Il giovane li guarda insistente ma non parla, giunge alla loro altezza, li supera e procede oltre.

Nemmeno Stenwall ha detto una parola, lo sguardo assente, immerso nei suoi pensieri.

- E' là dentro, nel seminterrato.

Jeremy detto Artiglio, Art per Stenwall e pochissimi altri, li invita a seguirlo con un cenno silenzioso. Alto, robusto e dritto, capelli sale e pepe, occhi celesti e baffetti curatissimi, camicia di taglio militare, somiglia a un ufficiale prussiano da vecchio film.
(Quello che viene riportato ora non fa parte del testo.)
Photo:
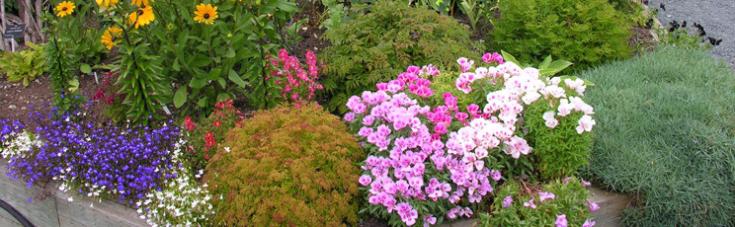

Le scarpe scivolano sulla ghiaia bagnata e sull'erba fradicia. Intorno a loro preme la vegetazione un tempo tenuta a bada dai giardinieri. Alberi stenti e decrepiti, il tronco annerito dallo smog del secolo precedente e le foglie rose dalla pioggia acida, occhieggiano dalle aiuole, dietro i loro discendenti sani e rigogliosi cresciuti qua e là dalla terra abbandonata a se stessa. Su viali e sentieri marcia l'avanguardia delle erbe parassite e dei cespugli ornamentali inselvatichiti che guadagnano spazio invadendo la ghiaia, sollevando l'asfalto con le radici. Un'avanzata lenta e inesorabile ma fragile, che qualche ruspa basterebbe a spazzare via riportando quelle poche decine di ettari sotto il dominio umano.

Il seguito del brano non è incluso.